Utico seeks Sias endorsement as potential Hyflux judicial management looms
Rescue package could "save" Hyflux from judicial management and guarantee the highest possible recovery for the holders of its perpetual securities and preference shares
UTICO has urged the Securities Investors Association (Singapore), or Sias, to endorse the Middle Eastern utility firm's proposed rescue package for Hyflux.
The offer could "save" the distressed water treatment firm from judicial management (JM) and guarantee the highest possible recovery for the holders of Hyflux's perpetual securities and preference shares (PnP), Utico said in a press statement on Wednesday.
A group of bank lenders is preparing to file an application with the Singapore High Court by Aug 7, to place Hyflux under JM.
On Monday, Justice Aedit Abdullah gave the go-ahead for the unsecured working group (UWG) of banks comprising Mizuho, Bangkok Bank, BNP Paribas, CTBC Bank, KfW, Korea Development Bank and Standard Chartered Bank to be carved out of Hyflux's debt moratorium, after the UWG argued that it can no longer trust Hyflux's management to lead any restructuring effort.
The chance of a successful Utico deal is nil, according to the UWG's lawyer Eddee Ng of Tan Kok Quan Partnership. This is because the UWG and an informal steering committee of medium-term note holders who together represent 73 per cent of Hyflux's senior unsecured debt have said they will vote against the Middle Eastern suitor's deal, Mr Ng said on Monday.
Still, on Wednesday, Utico emphasised that its proposal is "the only viable binding offer" on the table and was made in good faith and based on PnP investors' requests during this January's town hall.
Investors with the smallest PnP holdings stand to get a 50 per cent return, while those with the largest holdings can get at least a 10 per cent recovery under the Utico deal.
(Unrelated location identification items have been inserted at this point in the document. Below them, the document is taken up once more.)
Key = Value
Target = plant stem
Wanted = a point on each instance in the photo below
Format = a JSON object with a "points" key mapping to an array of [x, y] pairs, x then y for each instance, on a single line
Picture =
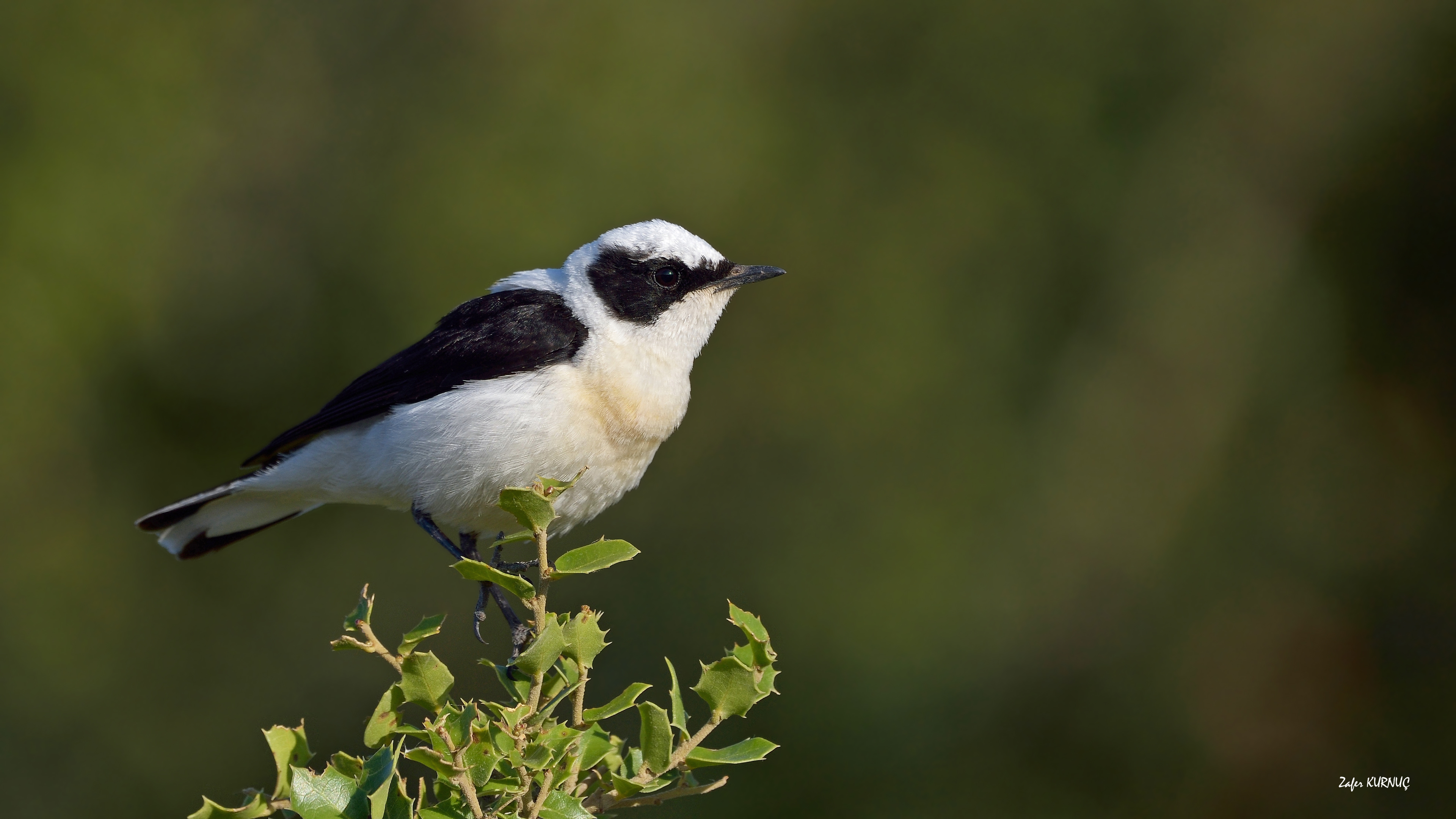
{"points": [[662, 798], [580, 698], [539, 608], [541, 799], [376, 646]]}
It noted that the debt purchase offers made by other potential white knights will require support from 25.1 per cent of senior debt before the creditors can get a blocking right to prevent Hyflux from being put under JM.
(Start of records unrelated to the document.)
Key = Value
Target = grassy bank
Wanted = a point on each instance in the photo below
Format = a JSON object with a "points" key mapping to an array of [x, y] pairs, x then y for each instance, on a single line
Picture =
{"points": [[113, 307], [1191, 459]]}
Moreover, invitations that depend on Hyflux directors and shareholders keeping 100 per cent of their positions, while seeking high discounts of up to 91 per cent from creditors, are "untenable", Utico said. The best-case scenario for PnP holders, given their subordinated status, from such invitations will thus be a recovery of only about 5 per cent, it added.
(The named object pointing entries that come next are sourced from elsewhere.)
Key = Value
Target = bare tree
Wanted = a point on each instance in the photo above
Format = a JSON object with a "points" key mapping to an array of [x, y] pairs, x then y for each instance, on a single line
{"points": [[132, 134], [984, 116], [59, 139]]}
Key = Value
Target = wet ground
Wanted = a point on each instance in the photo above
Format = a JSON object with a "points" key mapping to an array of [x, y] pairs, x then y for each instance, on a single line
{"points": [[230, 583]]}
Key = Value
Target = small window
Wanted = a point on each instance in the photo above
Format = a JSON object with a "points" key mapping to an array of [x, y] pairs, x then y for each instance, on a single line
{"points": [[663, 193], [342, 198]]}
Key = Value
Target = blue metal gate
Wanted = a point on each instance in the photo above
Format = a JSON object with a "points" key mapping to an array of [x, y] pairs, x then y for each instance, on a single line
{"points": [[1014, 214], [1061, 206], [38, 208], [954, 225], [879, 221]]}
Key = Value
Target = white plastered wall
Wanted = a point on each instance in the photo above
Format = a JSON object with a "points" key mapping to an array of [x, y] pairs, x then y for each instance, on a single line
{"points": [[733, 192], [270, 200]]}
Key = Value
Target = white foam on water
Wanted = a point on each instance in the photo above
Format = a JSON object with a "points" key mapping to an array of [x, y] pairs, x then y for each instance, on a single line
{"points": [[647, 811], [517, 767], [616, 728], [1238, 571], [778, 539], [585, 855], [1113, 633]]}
Last week, Sias asserted that it will not support any plan to rescue Hyflux that lacks a "concrete proposal" to resolve the debts due to PnP holders.
The investor advocacy group's chief David Gerald flagged that the slew of potential investors that have surfaced in recent weeks have not made any offers yet for Hyflux's 34,000-odd retail PnP holders, who are owed some S$900 million in total.